Hypertext Transfer Protocol (http) is a system for transmitting and receiving information over the Internet. Http works as a request and response procedure followed by all Internet agents so that information can be spread quickly, easily and accurately between the servers that store the information and the clients that try to access it. Http is commonly used to access html pages, but other functions can be used through http as well. In many cases, clients may be exchanging sensitive information with a server, which must be protected from unauthorized access. For this reason, Netscape Corporation developed https, or secure http, to enable secure transactions and authorization.
Https or secure http.
In many ways, https is identical to http, because it follows the same basic protocols. The http or https client, such as a web browser, establishes a connection to a server on a standard port. When a server receives a request, it returns a status and a message, which can contain the requested information or indicate an error if part of the process is not working correctly. Both systems use the same Uniform Resource Identifier (URI) scheme, so resources can be universally identified. The use of https in a URI scheme instead of http indicates that an encrypted connection is desired.
Http is not encrypted.
However, there are some key differences between http and https, starting with the default port, which is 80 for http and 443 for https. Https works by passing normal http interactions through an encrypted system, so in theory, no one but the client and the end server can access the information. There are two common types of encryption layers: Transport Layer Security (TLS) and Secure Sockets Layer (SSL), which encrypt the data records that are exchanged.

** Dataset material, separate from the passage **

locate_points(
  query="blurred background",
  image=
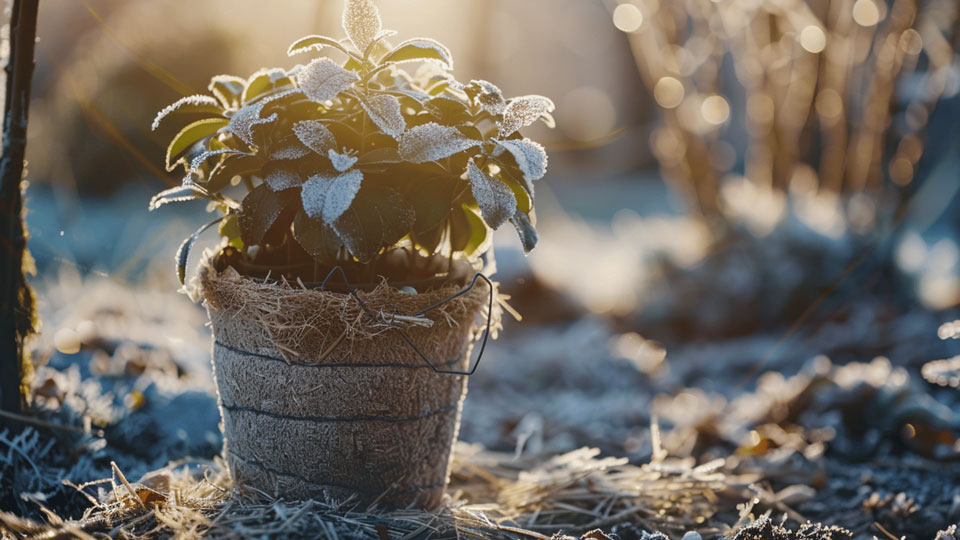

When using an https connection, the server responds to the initial connection by offering a list of supported encryption methods. In response, the client selects a connection method, and the client and server exchange certificates to authenticate their identities. After doing this, both parties exchange the encrypted information after making sure that they both use the same key and the connection is closed. To host https connections, a server must have a public key certificate, which embeds key information with verification of the identity of the key owner. Most certificates are third-party verified so customers can be sure the key is secure.
Https is used in many situations, such as bank login pages, forms, corporate logins, and other applications where data needs to be protected. However, if not implemented correctly, https is not foolproof, and therefore it is extremely important that end users be careful about accepting questionable certificates and be cautious with their personal information when using the Internet.
The http or https client, such as a web browser, establishes a connection to a server on a standard port.